Scrolling deep into the never-ending list of options to watch on one of our various streaming services, my girlfriend came across a movie with a bizarre premise about how a man created a cardboard maze and could not get out. Needless to say, it caught our attention. And with little to go on other than a few positive reviews, we decided to take a chance and see what it would entail. It ended up being a risk I’m ecstatic that we took.

Image: Gravitas Ventures

Pros

  • Quirky comedy that mostly works

  • Set designs are fantastic

  • Budget special effects work to the film’s charm

  • Decent acting from the mostly-unknown cast

  • Less than 90 minutes long

Cons

  • A few moments in the film certain questions are raised about the magical nature of the fort that are never really answered

  • Some jokes don’t land

Plot & Thoughts

Dave (Nick Thune) is a frustrated creative type who has started numerous projects, but he never really found the inspiration to finish them (I can relate). One day, he finally comes up with something as his magnum opus: a maze within a cardboard fort. His girlfriend, Annie (Meera Mohit Kumbhani) returns from her business trip to find said fort in the living room of their apartment, but Dave is nowhere to be seen as he’s apparently trapped within the small fortress he’s built. Obviously, Annie is a little nonplussed about the situation and doesn’t really understand why Dave won’t come out or why he won’t let anyone into his fort.

Image: Gravitas Ventures

After a few more of his friends come by to provide a little advice or see if they can help the situation, it takes very little time for a whole crowd to arrive in the apartment; all of whom are eager to get inside the fort. There’s even a documentary film crew in the room with a curious interest in the situation. Despite Dave’s warnings that it’s not safe, Annie gets fed up with the situation and she leads the crew in to extract him, but it soon turns out that the place is as dangerous as Dave had suggested.
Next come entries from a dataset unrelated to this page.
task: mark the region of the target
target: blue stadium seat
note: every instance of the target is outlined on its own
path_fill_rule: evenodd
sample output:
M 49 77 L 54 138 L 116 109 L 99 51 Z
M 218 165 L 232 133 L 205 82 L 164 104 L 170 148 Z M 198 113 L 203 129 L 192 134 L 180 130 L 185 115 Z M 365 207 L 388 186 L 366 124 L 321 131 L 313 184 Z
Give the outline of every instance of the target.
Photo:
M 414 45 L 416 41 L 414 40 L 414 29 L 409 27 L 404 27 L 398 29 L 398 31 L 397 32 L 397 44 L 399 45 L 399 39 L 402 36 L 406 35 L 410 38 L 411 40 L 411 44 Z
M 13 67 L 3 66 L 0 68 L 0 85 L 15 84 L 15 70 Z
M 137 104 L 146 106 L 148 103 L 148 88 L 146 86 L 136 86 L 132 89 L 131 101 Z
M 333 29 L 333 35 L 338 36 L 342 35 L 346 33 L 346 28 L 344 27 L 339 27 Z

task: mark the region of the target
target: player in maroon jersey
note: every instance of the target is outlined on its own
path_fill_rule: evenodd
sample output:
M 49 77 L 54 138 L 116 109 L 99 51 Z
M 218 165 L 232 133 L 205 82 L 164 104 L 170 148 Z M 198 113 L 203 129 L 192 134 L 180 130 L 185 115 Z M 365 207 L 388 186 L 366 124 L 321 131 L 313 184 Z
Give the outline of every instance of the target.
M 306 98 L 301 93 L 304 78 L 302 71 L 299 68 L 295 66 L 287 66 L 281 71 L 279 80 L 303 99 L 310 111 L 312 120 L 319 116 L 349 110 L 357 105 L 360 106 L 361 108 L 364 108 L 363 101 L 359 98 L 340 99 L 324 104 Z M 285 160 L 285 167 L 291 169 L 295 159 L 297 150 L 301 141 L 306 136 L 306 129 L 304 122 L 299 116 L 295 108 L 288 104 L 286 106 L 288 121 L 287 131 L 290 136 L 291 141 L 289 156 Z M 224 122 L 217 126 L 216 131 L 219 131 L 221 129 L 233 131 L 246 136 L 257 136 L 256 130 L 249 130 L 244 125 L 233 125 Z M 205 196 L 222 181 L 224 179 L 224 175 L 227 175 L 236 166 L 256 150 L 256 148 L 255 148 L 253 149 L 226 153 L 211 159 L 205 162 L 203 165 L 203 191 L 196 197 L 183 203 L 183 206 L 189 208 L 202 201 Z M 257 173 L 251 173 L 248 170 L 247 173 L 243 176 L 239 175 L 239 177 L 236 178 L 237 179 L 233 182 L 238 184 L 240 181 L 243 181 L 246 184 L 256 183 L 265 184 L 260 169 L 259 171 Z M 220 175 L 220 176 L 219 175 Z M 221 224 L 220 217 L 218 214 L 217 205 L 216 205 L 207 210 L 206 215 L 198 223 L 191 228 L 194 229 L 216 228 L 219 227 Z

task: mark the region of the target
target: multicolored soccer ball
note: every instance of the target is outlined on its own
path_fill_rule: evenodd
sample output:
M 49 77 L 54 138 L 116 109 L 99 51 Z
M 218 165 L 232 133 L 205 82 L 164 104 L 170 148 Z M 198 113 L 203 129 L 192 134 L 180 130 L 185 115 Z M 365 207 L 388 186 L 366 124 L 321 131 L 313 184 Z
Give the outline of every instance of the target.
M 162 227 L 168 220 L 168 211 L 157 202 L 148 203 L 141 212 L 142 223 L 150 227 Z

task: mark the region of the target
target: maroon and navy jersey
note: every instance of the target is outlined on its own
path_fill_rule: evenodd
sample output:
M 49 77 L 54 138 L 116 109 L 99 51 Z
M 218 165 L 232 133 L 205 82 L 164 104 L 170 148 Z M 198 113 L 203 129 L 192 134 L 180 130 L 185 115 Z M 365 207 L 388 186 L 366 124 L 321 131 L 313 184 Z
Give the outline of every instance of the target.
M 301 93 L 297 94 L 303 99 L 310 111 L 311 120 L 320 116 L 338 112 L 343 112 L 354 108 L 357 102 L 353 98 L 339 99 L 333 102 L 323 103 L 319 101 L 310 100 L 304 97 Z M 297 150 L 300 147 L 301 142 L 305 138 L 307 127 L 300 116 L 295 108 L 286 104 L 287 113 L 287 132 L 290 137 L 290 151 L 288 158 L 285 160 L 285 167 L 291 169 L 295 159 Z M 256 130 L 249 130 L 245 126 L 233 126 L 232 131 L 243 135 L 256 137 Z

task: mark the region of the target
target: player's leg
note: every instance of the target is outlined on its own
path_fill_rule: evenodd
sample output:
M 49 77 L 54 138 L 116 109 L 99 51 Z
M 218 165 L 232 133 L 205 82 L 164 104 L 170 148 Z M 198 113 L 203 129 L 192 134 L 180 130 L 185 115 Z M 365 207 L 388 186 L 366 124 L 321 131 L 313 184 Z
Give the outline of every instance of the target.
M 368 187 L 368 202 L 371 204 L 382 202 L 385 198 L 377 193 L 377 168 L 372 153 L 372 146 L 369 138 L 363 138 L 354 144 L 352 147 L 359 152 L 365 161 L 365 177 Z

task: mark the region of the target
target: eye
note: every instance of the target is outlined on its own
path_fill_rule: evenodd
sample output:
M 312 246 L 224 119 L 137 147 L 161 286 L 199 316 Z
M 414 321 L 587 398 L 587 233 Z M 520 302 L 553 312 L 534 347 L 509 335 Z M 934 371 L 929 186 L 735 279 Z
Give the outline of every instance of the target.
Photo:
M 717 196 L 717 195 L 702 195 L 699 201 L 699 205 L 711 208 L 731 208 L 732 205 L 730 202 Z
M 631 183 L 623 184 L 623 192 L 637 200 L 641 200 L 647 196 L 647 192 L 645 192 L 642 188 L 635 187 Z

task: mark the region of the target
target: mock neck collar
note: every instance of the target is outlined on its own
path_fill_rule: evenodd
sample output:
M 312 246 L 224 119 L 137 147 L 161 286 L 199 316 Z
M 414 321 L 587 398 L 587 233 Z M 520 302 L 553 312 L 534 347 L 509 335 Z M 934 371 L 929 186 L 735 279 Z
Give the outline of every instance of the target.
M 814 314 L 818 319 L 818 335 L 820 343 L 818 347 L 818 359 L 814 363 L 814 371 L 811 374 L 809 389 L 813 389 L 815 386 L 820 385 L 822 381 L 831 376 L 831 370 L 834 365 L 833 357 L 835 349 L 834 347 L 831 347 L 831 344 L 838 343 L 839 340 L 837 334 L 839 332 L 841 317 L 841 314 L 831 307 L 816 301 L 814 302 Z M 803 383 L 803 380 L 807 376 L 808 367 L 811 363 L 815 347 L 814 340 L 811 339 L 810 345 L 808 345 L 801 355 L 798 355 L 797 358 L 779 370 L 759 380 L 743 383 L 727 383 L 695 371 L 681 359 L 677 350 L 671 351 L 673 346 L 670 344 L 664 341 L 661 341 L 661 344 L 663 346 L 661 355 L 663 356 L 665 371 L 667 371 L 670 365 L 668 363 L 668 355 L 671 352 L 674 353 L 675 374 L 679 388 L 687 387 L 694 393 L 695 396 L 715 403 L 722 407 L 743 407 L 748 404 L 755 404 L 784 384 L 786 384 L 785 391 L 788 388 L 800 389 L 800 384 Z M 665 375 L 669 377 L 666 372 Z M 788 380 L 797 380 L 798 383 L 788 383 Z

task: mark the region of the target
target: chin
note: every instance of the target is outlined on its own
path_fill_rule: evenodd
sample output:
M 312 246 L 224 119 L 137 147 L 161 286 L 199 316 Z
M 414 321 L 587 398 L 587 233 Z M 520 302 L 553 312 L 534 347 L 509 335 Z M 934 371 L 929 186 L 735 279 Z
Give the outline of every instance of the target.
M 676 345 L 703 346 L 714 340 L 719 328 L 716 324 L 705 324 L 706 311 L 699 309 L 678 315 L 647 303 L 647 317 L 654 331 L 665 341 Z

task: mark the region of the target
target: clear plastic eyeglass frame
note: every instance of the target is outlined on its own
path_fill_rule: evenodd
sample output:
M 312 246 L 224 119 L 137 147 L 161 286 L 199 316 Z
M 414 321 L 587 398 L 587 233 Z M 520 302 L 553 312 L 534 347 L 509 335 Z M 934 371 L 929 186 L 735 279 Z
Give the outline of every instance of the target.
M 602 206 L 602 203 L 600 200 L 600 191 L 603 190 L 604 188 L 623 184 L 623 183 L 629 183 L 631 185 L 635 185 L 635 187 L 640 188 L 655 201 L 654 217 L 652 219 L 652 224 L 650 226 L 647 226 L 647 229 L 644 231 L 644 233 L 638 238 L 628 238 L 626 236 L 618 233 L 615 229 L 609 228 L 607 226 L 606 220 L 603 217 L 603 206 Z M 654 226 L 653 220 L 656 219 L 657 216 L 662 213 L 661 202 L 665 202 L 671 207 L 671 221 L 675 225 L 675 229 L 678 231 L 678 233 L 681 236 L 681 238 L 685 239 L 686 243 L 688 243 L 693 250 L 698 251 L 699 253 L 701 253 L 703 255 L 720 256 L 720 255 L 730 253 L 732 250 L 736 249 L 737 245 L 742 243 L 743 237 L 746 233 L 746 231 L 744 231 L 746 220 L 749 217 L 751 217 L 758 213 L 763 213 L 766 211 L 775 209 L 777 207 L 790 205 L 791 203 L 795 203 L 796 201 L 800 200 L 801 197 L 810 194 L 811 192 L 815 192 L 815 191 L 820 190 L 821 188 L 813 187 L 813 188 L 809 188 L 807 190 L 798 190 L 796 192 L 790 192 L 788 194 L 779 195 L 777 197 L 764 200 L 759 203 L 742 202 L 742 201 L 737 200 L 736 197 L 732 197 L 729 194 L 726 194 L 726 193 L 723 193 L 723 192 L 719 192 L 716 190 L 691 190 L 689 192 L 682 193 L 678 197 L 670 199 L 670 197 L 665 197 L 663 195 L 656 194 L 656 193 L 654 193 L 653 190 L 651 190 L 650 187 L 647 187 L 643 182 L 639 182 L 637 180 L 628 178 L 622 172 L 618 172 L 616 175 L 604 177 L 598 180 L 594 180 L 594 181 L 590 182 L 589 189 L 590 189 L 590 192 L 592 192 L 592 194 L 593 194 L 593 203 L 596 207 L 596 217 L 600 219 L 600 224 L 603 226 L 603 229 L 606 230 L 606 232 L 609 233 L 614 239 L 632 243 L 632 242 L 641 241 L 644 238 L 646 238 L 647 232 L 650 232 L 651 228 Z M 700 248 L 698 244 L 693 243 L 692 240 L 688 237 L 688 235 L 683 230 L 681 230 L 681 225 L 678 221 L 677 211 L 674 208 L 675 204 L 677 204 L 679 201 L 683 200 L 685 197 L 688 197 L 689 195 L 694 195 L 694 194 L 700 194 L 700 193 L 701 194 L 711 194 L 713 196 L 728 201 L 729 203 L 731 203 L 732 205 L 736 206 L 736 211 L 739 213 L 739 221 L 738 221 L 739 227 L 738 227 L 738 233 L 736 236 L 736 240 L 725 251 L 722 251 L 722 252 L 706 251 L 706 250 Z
The film can be pretty easily dissected into three acts. Act I takes place in the apartment and people gathering to look at the maze. Act II is about exploring the maze and looking for Dave. Act III is about escaping the maze with their lives. Act I is the slower part of the film where characters are introduced and gives you some insight into the humor of the film. The jokes themselves are not offensive, but they also aren’t the most laugh-out-loud funny either. The strength of the first act is just in how it presents the mystery and magic of the maze to keep you interested through its slower moments. Even though nothing significant was happening for the first twenty minutes, I was still intrigued by the whole scenario. When everyone goes into the maze, the movie really gets going because that’s when the amazing set design and quirky humor really gets to shine. There is so much cardboard in this film, it will give your eyes paper-cuts. Even if the humor is not landing with you, I would recommend sticking with the movie just to see the sets the filmmakers created. The simplest rooms look impressive. It only gets better when the magic of the maze starts getting wild and people start dying in spectacular fashion.

Image: Gravitas Ventures

Dave Made a Maze has the “horror” tag attached to it on the streaming service we used to watch it, and I know I mentioned that people start dying, but I would argue it is anything but a horror movie. It’s a comedy that isn’t necessarily focused on the humor, but on the charm of something as childishly playful as a cardboard fort. Humor plays a big part in the film and everything, but the jokes are more around the fantastical scenario and how most people seem perfectly okay that there is a massive fort in an apartment with cardboard booby traps and sentient beasts within it. Annie is the straight man of the bunch who reacts to it all with an appropriate amount of disbelief and surprise but is not hysterical or obnoxious with the fact that it makes no logical sense. Eventually, she even gets in on the joke a little bit. Dave Made a Maze taps into that nostalgic memory of being a kid and using your imagination to create a world that is fantastic and wild out of something as inane as cardboard, which I think is why the somewhat accepting attitude of everyone works really well. It’s almost as though they all understand Dave’s dilemma and what it means to have that imagination, but nothing really built or accomplished to fulfill it.

There are a few moments in the film that I could criticize, though it didn’t really bother me much. The magical nature of the fort is brought up, and the stakes are raised, but it doesn’t always make sense or it isn’t thoroughly explained. The characters give some explanations and exposition about the situations, but you just have to take their word for it because it’s all a little absurd. If you have trouble giving up your suspension of disbelief or if you don’t find the comedy very funny, there is a caveat: the film is only 87 minutes long. While I would find it hard to believe you don’t find anything worthwhile in Dave Made a Maze, at least it will not overstay its welcome.

Image: Gravitas Ventures

TL;DR

Dave Made a Maze was a pleasant surprise. It’s been a while since I had seen something that stood out as a rather unique, cheap, independent project that so obviously had some passion behind it. It’s not a perfect film and you certainly have to suspend your disbelief a little to accept everything that happens. However, I think that if you approach it with an open mind, the charm of the Dave Made a Maze will win you over and transport you into the fort-building days of childhood.